What are Exosomes?

Exosomes are a hot topic in aesthetic medicine. Lots of folks are using them to improve healing and results from different kinds of skin procedures like laser and microneedling. They are very expensive! What are they? What do they do? Are they worth it? In this article I’ll explain what they are, why some are better than others, and what to look for if you are going to use them.

What is an Exosome?

The cells in your body connect and communicate with each other. One of the big ways they do this is through exosomes. Every cell in your body has an outer layer called the cell membrane. You might remember this from Biology class in high school. The cell membrane is made up of lipids (fats) that contain and protect the inside of the cell and all its parts. The cell membrane has channels that can selectively allow certain substances to pass into and out of the cell. It also has receptors for signals coming from other cells. Other cells emit these signals in the form of hormones, peptides and lots of other kinds of signals. For the most part, those signal molecules are contained in tiny particles called exosomes. Exosomes look like a tiny cell, with a round membrane containing their contents. But exosomes don’t have a nucleus or organelles like cells do. They just have signal molecules inside. When one cell signals another to do something, it sends out an exosome with the right proteins inside of it to cause a certain effect.

Are all Exosomes good for you?

Some exosomes are great for healing and maintaining healthy tissues. For example, exosomes from platelets are all about healing. However, cancers can also secrete exosomes, promoting cancer growth. So, absolutely not– exosomes are not all good for you! The kind of cell making the exosome matters a lot. If exosomes are going to be used for healing and maintaining healthy tissues, they have to have the right signals in them. Exosomes from many different tissues can have “mixed messages” contained inside. Making sure exosomes are safe and effective is critical if you are going to use them to promote healthy skin.

What are Platelet-Derived Exosomes?

Platelets are small cell fragments that are made in the bone marrow and float in the bloodstream. They respond to injury and cause blood clots. Platelets send out exosomes that are involved in healing injuries. These exosomes contain healing signals that help the body heal itself. The reason platelets have been singled out as an important source of exosomes is because their purpose is singular: to heal and repair. There is an additional advantage of platelet-derived exosomes: they are stable for long periods of time at room temperature. This allows them to be shelf-stable and used in serums and toplicals.

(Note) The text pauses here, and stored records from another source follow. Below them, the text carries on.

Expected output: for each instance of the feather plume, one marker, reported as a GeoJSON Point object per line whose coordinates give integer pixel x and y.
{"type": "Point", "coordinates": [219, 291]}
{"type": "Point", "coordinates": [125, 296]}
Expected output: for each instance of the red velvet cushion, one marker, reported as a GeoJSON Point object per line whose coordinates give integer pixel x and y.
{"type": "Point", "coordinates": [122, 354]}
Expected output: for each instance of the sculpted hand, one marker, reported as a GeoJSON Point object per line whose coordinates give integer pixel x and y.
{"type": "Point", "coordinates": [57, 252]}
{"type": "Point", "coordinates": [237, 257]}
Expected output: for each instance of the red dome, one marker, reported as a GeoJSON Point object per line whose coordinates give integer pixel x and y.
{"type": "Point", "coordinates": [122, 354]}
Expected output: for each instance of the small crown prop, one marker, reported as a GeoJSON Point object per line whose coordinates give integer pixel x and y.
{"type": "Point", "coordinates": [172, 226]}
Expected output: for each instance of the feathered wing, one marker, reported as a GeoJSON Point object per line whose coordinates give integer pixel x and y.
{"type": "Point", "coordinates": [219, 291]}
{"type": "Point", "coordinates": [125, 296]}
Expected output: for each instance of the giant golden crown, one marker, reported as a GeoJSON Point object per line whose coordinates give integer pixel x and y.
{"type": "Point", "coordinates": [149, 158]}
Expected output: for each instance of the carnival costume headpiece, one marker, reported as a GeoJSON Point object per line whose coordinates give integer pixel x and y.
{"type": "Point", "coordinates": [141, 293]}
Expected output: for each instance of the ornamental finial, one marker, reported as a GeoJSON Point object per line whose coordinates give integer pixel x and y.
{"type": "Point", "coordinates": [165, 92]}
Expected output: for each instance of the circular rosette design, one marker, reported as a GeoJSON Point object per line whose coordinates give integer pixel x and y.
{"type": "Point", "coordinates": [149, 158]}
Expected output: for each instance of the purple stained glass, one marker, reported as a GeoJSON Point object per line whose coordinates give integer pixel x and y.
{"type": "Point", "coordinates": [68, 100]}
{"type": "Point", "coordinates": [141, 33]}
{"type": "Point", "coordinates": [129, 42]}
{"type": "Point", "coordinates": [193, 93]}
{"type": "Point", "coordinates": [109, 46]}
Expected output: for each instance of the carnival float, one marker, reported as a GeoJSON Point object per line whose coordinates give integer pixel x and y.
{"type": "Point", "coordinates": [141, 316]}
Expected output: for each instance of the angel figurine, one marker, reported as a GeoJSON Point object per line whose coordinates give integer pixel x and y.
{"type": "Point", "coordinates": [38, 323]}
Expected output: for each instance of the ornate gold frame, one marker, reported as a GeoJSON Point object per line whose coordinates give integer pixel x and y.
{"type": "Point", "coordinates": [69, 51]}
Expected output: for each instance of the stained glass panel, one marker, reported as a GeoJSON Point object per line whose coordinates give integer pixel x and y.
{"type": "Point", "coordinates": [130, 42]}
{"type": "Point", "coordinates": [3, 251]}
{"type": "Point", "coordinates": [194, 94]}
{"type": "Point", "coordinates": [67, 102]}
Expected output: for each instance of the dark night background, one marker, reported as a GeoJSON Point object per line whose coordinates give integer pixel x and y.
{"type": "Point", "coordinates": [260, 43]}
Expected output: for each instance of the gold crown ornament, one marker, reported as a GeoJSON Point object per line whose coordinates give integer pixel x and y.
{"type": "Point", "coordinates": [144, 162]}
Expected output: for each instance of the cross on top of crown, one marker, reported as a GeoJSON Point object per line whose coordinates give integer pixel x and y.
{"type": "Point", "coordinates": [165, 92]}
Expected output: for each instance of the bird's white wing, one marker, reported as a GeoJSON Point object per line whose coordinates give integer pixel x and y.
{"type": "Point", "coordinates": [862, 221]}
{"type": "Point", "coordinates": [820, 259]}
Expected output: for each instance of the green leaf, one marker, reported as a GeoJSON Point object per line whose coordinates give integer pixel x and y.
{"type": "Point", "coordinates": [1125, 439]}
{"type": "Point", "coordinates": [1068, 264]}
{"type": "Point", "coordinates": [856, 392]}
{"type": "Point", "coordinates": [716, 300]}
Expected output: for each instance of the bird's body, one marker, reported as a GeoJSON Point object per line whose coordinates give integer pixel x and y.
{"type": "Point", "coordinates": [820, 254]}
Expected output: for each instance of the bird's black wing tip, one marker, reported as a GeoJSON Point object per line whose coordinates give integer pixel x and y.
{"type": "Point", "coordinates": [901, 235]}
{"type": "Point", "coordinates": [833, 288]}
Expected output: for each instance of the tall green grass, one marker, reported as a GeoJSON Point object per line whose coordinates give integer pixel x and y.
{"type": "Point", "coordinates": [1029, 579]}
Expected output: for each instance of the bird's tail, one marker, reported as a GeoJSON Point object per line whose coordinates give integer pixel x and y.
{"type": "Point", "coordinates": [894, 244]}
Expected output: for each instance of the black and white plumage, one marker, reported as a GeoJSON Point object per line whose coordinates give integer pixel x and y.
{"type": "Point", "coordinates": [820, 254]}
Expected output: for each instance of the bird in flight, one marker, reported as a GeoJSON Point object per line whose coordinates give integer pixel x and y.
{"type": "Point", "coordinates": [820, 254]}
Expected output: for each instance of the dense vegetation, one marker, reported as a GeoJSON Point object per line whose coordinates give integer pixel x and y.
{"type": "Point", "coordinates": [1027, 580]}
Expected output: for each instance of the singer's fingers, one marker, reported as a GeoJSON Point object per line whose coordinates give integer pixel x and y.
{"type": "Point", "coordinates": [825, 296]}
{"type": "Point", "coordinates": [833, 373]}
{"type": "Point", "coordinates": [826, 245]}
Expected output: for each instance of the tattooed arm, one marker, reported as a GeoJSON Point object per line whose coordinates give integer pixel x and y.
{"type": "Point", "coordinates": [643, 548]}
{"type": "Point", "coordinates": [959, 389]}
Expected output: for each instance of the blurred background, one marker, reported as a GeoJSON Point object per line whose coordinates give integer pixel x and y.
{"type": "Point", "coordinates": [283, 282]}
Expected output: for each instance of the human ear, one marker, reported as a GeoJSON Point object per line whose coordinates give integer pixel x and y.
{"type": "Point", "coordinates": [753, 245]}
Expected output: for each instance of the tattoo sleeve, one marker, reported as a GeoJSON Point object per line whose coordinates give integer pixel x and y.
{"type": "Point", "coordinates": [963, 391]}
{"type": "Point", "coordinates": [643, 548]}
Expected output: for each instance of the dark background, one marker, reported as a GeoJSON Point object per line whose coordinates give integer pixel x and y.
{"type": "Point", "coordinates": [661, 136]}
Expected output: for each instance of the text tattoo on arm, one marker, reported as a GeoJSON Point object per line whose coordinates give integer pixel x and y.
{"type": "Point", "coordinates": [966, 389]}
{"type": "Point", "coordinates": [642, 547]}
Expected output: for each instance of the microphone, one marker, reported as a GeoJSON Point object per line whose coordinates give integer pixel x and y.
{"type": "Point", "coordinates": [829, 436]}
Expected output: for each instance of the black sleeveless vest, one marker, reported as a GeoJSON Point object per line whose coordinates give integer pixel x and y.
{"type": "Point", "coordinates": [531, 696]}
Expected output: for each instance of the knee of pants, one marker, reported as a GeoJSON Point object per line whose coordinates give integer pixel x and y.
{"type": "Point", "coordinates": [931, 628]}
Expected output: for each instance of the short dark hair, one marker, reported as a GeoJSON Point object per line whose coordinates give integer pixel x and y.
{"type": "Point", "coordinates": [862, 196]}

What are Mesenchymal Stem Cell-derived Exosomes?

Mesenchymal stem cells are stromal cells that have the ability to self-replicate and that have the ability to differentiate into different kinds of mature cells. These cells can be found in the umbilical cord, fetal tissue, placenta and fat, to name a few. Many of the companies producing exosome products for aesthetics derive these exosomes from stem cells found in fat. There are some disadvantages of mesenchymal stem cell-derived exosomes. First is the messaging– which can be variable depending on the stem cell line. Second is that they are highly susceptible to breakage and degradation. They generally have to be kept at cold temperatures, and once opened, must be used immediately. Thus, to date, these types of exosomes have remained single-use and cannot be packaged into a serum for daily use.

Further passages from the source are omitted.